A iniciativa do Procurador Geral da República, nada mais é do que a legitimação para a propositura da Ação de Executoriedade de lei federal e Ação de Inconstitucionalidade interventiva.
Decreto interventivo – procedimento
A intervenção será formalizada através de decreto presidencial, que uma vez publicado torna-se imediatamente eficaz. O art. 36 § 1º determina que o decreto de intervenção especifique a amplitude, o prazo e as condições de execução e, se necessário afastar as autoridades locais, nomeando um interventor, submetendo essa decisão à apreciação do Congresso Nacional no prazo de 24 horas.
A Constituição Federal não discriminou os meios e as providências passíveis de ser tomadas pelo Presidente da República, que esses deverão ser adequados aos critérios da necessidade à lesão institucional.
Controle Político
São os controles realizados pelos representantes do povo (Câmara de Deputados) e dos próprios Estados-membros (Senado Federal), a fim de garantir a excepcionalidade da medida, sobre o ato interventivo. Sendo que o Congresso tem 24 horas para aprovar ou rejeitar a intervenção, caso o Congresso aprove, o Presidente da República deverá cessá-la imediatamente, sob pena de crime de Responsabilidade (art. 85, C.F.).
Intervenção Estadual nos municípios
Somente os Estados membros poderão intervir nos municípios, salvo de municípios existentes nos Territórios Federais, quando então será a própria União quem concretizará a intervenção.

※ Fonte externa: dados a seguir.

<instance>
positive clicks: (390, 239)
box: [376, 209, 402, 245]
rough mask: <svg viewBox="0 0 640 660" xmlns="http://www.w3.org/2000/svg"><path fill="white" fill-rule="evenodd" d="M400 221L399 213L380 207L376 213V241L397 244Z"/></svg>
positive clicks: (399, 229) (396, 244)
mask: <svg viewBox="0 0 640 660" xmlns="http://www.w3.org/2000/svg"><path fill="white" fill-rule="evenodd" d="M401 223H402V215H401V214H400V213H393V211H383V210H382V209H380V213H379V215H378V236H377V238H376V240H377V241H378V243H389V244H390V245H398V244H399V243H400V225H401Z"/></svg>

A intervenção será aplicada quando:
- Deixar de ser paga, sem motivo de força maior por dois anos consecutivos, a dívida fundada;
- Não forem prestadas contas devidas na forma da lei;
- Não tiver sido aplicado o mínimo exigido da receita municipal na manutenção e desenvolvimento de ensino.
- O Tribunal de Justiça der provimento a representação para assegurar a observância de princípios indicados na Constituição Estadual, ou para prover a execução de lei, de ordem ou de decisão judicial.
REFÊRENCIAS BIBLIOGRÁFICAS
MORAES, Alexandre de. Direto Constitucional. 13ª ed. São Paulo: Atlas, 2003.
SILVA, José Afonso da. Curso de Direito Constitucional Positivo. 19ª ed, São Paulo: Malheiros Editores, 2001.
CARVALHO, Kildare Gonçalves. Direito Constitucional Didático. 8ª ed. rev. e atual., Belo Horizonte: Del Rey, 2002.